A Location Allocation Model for a Territorial Design Problem with Dense Demand

The authors present in this work a proposal that allows establishing the relationships between the facilities location problem and the client allocation within a dense demand environment in territorial design. This proposal can be seen as a basic methodology to give support to the decision making. The use of this application lets one know the production facilities location, warehouses or distribution centers in a geographical space division. On the other hand, solving the client's dense demand for goods or services, means finding the location of facilities in a populated geographic territory, where the population has a demand for services in a constant basis. Finding the location is obtaining the decimal geographical coordinates in longitude, latitude where the facility is located, such that the product or service transport costs the least. The implications and practical benefits of the results from this work allow an organization to be able to design an efficient logistics plan in benefit of its supply chain. The problem the authors present is a territorial design and optimization one due to the fact that the required territorial partition demands the creation of compact zones where the minimum distance between the geographical objects is implicitly optimized.

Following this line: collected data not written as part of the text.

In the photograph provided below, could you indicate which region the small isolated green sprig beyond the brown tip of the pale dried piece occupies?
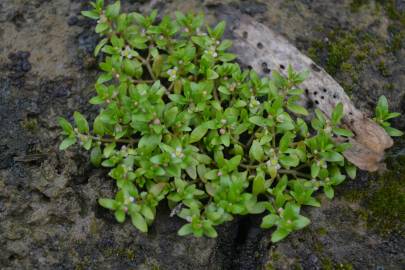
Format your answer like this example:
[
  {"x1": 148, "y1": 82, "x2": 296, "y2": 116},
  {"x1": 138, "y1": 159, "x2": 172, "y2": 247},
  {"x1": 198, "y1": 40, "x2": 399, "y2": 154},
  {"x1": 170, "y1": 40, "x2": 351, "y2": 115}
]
[{"x1": 373, "y1": 96, "x2": 404, "y2": 137}]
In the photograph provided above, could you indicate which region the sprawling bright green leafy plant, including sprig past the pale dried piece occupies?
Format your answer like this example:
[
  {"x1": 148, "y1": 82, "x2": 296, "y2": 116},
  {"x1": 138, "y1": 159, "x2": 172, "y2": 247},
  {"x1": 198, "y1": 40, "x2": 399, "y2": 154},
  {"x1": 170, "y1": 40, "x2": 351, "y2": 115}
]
[{"x1": 59, "y1": 0, "x2": 396, "y2": 241}]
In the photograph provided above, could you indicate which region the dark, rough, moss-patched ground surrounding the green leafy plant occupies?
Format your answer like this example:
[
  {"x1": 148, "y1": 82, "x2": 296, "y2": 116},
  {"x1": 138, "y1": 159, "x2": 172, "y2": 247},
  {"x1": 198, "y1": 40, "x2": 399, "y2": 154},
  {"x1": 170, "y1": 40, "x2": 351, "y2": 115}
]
[{"x1": 0, "y1": 0, "x2": 405, "y2": 270}]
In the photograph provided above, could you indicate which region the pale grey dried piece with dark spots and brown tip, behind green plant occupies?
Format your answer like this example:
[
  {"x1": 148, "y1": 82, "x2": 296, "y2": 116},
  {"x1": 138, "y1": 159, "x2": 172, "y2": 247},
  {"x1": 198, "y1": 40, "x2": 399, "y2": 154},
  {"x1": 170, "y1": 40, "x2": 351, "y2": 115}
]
[{"x1": 218, "y1": 10, "x2": 393, "y2": 171}]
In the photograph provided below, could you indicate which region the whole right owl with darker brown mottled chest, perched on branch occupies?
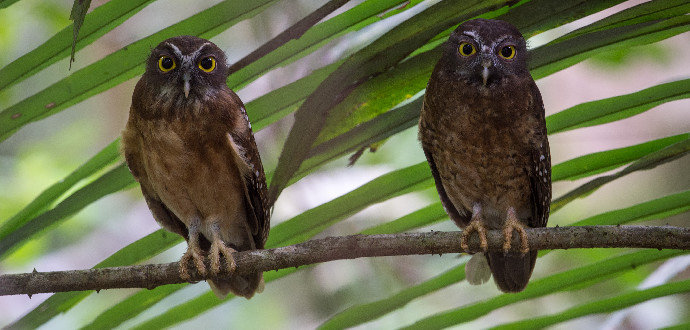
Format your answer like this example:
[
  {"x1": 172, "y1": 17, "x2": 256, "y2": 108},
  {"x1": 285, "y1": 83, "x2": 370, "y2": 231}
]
[{"x1": 419, "y1": 19, "x2": 551, "y2": 292}]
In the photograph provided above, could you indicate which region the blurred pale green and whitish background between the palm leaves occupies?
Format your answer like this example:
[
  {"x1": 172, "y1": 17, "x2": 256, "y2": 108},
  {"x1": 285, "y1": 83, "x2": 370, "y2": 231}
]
[{"x1": 0, "y1": 0, "x2": 690, "y2": 329}]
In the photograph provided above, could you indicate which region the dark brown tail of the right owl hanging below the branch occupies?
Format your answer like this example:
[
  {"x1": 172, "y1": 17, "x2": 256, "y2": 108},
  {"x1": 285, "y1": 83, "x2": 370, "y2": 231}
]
[{"x1": 486, "y1": 251, "x2": 537, "y2": 292}]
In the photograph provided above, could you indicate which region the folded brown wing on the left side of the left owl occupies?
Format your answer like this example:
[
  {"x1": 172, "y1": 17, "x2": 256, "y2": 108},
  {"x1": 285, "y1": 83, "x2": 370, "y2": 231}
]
[{"x1": 122, "y1": 123, "x2": 189, "y2": 240}]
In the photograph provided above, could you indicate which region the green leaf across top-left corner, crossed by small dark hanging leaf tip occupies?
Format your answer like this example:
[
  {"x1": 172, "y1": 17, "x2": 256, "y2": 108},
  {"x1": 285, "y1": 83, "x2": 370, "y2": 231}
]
[{"x1": 0, "y1": 0, "x2": 153, "y2": 90}]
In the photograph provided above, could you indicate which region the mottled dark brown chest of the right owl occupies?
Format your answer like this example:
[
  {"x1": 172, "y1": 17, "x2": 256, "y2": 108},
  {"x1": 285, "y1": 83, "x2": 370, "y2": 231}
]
[{"x1": 421, "y1": 87, "x2": 539, "y2": 214}]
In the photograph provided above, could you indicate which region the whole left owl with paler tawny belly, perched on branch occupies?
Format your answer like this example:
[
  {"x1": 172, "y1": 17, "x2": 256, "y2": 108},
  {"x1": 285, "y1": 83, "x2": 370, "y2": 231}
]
[{"x1": 122, "y1": 36, "x2": 270, "y2": 298}]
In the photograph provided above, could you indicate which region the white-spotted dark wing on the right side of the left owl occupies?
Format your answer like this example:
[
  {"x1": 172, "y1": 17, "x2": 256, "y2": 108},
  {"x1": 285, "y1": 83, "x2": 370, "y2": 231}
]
[{"x1": 228, "y1": 92, "x2": 271, "y2": 248}]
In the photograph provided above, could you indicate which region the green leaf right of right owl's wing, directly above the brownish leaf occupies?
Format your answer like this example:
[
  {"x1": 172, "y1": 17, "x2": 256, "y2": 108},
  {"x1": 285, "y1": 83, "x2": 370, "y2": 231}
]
[{"x1": 551, "y1": 134, "x2": 690, "y2": 181}]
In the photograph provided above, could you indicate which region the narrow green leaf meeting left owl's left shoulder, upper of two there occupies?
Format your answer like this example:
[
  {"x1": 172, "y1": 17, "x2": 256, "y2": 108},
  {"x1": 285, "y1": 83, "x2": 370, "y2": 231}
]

This problem belongs to the NP-hard class, where the use of a metaheuristic to attain approximated solutions becomes a necessity, Variable Neighborhood Search was chosen because it achieves good solutions for this kind of problems. Once the territory has been partitioned into k zones where the centroid of each zone is the distribution center, as a first step the authors proceed to apply the dense demand with continuous functions and this is the main original contribution of this paper: Finding the location of facilities inside a territory where the population has a dense demand for services. The location obtained means having available the decimal geographic coordinates in longitude and latitude from the location point in such a way that the products or services transfer has a minimum cost. Finally the Weber function is minimized, which weights are a function that represents the population's demand in every territory, multiplied by the Euclidean distance between the potential location points and demand points.